Carla padded quietly down the stairs. She'd been longer than she'd planned, unable to resist the call of a hot shower to fully wake her up after being dragged so unceremoniously from her slumber. Opening the kitchen door, she was surprised to find it empty, the smell of freshly brewed coffee the only sign that anyone had been in there that morning.

Backing out of the kitchen, she turned and entered the living room, a sizeable rectangular room with full-length windows along one wall to take advantage of the country views and an open fireplace on the opposite wall, with bookshelves flanking either side.

And there, in one of her armchairs, her most comfortable and her favourite no less, sat Lucas, quite at home with his half-drunken coffee close to hand on the side table, while in his lap rested a small stack of photo albums.

"Oh, hi," he greeted her with a smile, nodding to a mug of coffee placed neatly on a coaster on the coffee table. "Your coffee, as ordered."

"Ta," she picked up the coffee and gulped it down, desperate for something to clear her head, to make sense of what was happening. But still she remained standing, watching him as he flicked through the albums, stark and undeniable evidence of her past, both the good and the bad.

"How old were you here?" he asked, holding up the album to display one of the pages that was dedicated to her first wedding.

"Twenty-two."

"That'd be about right," he nodded in agreement. "Your hair, it's…"

"It was the fashion at the time," she retorted defensively.

"Don't get me wrong, you looked amazing, you always do. So…" he asked expectantly. "Tell me about this fella. Who was he? How did you two meet?"

"Umm…" Carla hesitated, struggling to find the right words to describe the decade she had spent with her first husband. "That's Paul," she explained. "Paul Connor. Listen–"
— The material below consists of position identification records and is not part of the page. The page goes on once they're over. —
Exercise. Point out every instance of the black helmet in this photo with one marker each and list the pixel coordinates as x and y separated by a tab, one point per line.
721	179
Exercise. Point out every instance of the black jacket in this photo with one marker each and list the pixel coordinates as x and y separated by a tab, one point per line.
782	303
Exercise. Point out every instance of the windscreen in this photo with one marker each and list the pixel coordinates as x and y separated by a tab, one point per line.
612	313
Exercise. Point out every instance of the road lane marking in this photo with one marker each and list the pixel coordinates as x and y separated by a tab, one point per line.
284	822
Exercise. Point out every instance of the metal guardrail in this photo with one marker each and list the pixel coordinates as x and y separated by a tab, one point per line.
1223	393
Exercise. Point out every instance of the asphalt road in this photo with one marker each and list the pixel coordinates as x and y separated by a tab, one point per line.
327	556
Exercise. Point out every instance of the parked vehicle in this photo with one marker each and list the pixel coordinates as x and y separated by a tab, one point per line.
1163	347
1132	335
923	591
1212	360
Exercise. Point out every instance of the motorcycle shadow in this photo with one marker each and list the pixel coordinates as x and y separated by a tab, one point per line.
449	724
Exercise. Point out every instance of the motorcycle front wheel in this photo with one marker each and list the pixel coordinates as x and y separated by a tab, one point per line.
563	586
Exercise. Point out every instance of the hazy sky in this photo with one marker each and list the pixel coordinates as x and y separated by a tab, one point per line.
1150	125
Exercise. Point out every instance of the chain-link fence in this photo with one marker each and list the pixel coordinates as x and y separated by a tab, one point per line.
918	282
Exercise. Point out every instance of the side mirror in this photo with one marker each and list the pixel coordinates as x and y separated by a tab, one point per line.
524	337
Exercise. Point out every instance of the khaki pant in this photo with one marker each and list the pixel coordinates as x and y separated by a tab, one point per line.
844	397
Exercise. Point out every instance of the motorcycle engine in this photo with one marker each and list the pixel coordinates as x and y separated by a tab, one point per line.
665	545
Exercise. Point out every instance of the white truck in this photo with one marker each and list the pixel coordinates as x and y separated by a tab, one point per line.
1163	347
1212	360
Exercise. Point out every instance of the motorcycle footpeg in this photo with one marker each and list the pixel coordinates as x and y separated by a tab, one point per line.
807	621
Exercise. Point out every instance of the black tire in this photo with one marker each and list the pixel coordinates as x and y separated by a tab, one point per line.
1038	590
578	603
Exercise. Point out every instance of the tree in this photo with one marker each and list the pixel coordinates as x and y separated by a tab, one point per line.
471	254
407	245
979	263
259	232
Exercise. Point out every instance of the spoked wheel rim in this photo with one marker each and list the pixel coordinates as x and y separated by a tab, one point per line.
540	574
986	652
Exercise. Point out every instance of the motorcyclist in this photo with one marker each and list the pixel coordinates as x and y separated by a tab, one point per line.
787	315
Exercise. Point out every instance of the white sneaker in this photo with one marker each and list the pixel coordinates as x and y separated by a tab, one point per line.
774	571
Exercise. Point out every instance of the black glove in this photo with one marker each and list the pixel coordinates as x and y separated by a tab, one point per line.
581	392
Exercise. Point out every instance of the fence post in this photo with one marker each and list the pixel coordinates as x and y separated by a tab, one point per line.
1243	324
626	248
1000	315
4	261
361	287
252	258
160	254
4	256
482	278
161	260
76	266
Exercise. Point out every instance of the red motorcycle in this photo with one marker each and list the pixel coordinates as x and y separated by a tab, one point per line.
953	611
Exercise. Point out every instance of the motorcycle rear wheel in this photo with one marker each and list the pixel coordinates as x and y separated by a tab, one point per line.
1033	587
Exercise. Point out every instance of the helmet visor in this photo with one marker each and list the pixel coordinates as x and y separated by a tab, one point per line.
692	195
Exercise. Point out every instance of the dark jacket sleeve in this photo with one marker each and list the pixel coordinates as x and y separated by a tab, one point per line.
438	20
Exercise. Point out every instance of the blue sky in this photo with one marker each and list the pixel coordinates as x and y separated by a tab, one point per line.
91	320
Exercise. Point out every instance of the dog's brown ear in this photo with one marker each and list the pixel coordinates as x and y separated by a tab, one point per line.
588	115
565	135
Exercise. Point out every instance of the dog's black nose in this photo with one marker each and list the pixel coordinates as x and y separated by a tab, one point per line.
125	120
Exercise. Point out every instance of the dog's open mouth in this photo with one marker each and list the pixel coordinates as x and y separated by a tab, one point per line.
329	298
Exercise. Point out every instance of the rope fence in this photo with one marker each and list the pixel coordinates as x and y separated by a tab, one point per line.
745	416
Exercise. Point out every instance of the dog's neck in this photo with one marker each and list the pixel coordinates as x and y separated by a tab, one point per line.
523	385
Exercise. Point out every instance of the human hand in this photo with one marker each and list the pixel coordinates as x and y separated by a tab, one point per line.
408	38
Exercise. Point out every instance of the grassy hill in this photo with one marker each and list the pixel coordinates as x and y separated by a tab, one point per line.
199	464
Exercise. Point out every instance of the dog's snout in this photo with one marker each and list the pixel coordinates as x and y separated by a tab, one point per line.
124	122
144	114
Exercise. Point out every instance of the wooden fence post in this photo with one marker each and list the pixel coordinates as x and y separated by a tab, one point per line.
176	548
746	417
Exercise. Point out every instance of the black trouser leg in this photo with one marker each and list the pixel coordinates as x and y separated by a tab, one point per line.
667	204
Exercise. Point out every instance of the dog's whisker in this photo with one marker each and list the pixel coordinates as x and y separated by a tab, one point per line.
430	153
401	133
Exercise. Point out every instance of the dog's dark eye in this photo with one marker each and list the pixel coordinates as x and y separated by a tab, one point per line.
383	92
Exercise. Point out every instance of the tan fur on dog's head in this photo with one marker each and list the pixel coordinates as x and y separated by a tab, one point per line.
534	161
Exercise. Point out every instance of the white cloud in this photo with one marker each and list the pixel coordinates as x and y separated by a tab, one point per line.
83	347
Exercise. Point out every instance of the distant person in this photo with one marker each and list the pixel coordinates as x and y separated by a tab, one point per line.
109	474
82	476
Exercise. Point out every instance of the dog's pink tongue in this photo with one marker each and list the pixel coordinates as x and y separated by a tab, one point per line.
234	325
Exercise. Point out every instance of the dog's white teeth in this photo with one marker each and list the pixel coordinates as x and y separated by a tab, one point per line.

"Ahhh, so that's where you got the Connor name from," he nodded in understanding. "How about…" he closed the first album and opened another, searching through until he found the photo he was clearly looking for, another wedding photo. "And this? Is this Nick?"

Carla held out her hand, snatching the album from Lucas' grip the moment he offered it to her. She looked at the photo in question, at the man staring back at her, unmoving, unspeaking, from the pages of an album that once she had cherished and now kept, she didn't know why she kept this album; out of habit, out of sentimentality, or an inability to fully let go, she didn't know.

"No," she said, snapping the album shut. "I don't mean to be rude but I, umm, I've got plans today, I need to get moving."

"Oh," Lucas said, taken aback by Carla's pronouncement.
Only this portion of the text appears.